Now for a quick peek inside the ejection port – huh, that looks familiar…
Field strips just a like a Glock. And the ACP strongly resembles a Tokyo Marui G17 on the inside as well… the parts all looks very similar to an original Marui lower.
From the inside of the frame, this looks identical to the trigger mech found in a TM G17 (and G18C). I can’t, however, confirm whether or not things are 100% the same in terms of dimensions and compatibility as this is a brand new gun that recently arrived at work.
However, when you take a look inside the slide, things look beefier. Especially of note: dual stage recoil spring, clear polycarbonate loading nozzle, metal floating valve.
Hop up chamber appears to be very similar in shape and size of the original TM, except for this one lip that holds the spring guide in place. I did not open the gun any further as this is not mine, but rather is supposed to be sold as “brand new in box” at work.
Clear loading nozzle and enhanced metal floating valve definitely look strong enough to withstand a beating – I’m impressed. Piston head uses cup design… but the piston head itself appears to still be plastic – not sure about the quality of the material here (and as a result, the durability).
WTF is this… trigger safety on the trigger? I guess since its hard for an Airsoft company to clone the Glock style trigger safety mechanism without a lawsuit from Glock themselves, APS couldn’t simply replicate that – but still, this is not the most eye-appealing solution to this problem.
… but its not all that bad on this side.
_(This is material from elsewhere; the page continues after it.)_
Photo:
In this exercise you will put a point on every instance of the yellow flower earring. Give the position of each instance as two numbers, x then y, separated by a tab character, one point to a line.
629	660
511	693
However…
This safety mechanism located on the trigger means that there must be this unsightly gap in the frame, in order to allow the safety in the “fire” position to slip past.
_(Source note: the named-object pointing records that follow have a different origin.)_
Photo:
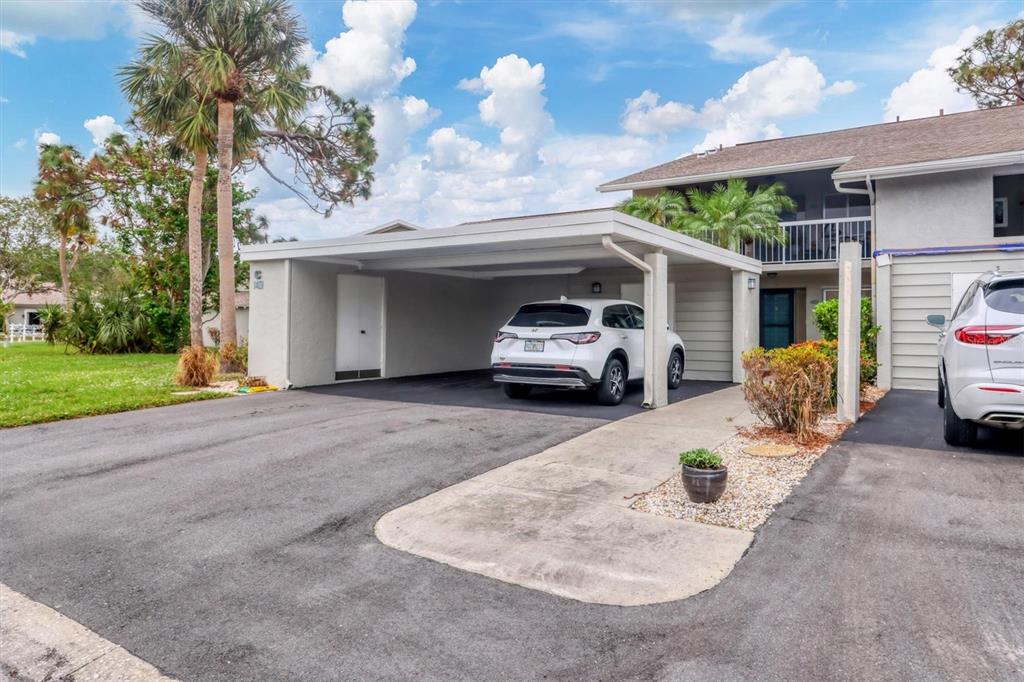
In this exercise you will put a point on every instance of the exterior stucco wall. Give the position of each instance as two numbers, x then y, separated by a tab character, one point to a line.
267	322
313	320
939	209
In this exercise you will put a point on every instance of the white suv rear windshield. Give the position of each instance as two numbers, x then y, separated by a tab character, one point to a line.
1007	296
550	314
Now… the most interesting part – the CO2 magazine. On first glance, it most definitely resembles the Tokyo Marui Glock 17 “Custom” magazine with the +2 style extended baseplate.
But the valve is noticeably different, as is the gap in the rear of the baseplate.
The baseplate slides forward to grant the user access to the CO2 compartment.
Depicted here are the instructions on how to install a 12g CO2 capsule, then how to puncture the capsule properly when it has been sealed into the magazine.
Pictured here is the 2-piece magazine cap with the included key.
Interesting – the CO2 capsule gets punctured not on the top like your typical reverse engineered CO2 magazine a la KJW or WE, but rather towards the bottom of the magazine.
With the O-rings on the bottom of this threaded cap, this can only mean that the contents of the CO2 capsule flood the chamber when punctured. Rather than a direct injection of CO2 into the GBB’s internals, the ACP magazine by design helps to regulate this a bit. Very interesting design. (Included in the box are a set of spare O-rings for the threaded cap.)
At this point in time, curiosity got the better of me, so I gassed it up and shot it – I mean, I wasn’t going to do this to a brand new gun, but it looked quite well built and I had to find out how it felt. As with many CO2 GBB’s, it felt great to shoot with very snappy blowback. I did notice that gas consumption is a little high. Trigger feels nice and crisp, reminiscent of the Tokoy Marui Glock platform that this appears to be based off of. I was pleased to find that it worked exactly as it should out of the box (dry fire only).
I have this firing test on video from my phone somewhere, but I have yet to find that video file (I will edit it in here when I do find it).
I dare say it… but I think I may actually be impressed with an APS product for once, especially considering how cheap it is (for here in Canada).
At the request of “Loops” – I ran a chrono test on the ACP with hop up turned off @ 66 degrees F, fresh 12g CO2, Tamashi 0.20g BB, Xcortech. These were the first 10 shots:
354 – 328 – 347 – 339 – 338 – 338 – 341 – 340 – 338 – 337
Even after dumping the remaining BB’s in the magazine @ 5.6 rounds per second, the shots remained consistent (last 2 shots were 336 then 331. No audible indication of cool down.
There was still enough CO2 remaining inside the magazine to shoot out 90% fill capacity of BB’s before the gas ran out.
After 4 magazines worth of shooting on 2x 12g CO2, there’s practically no obvious wear to report. Better in this respect than WE, more similar to KJ.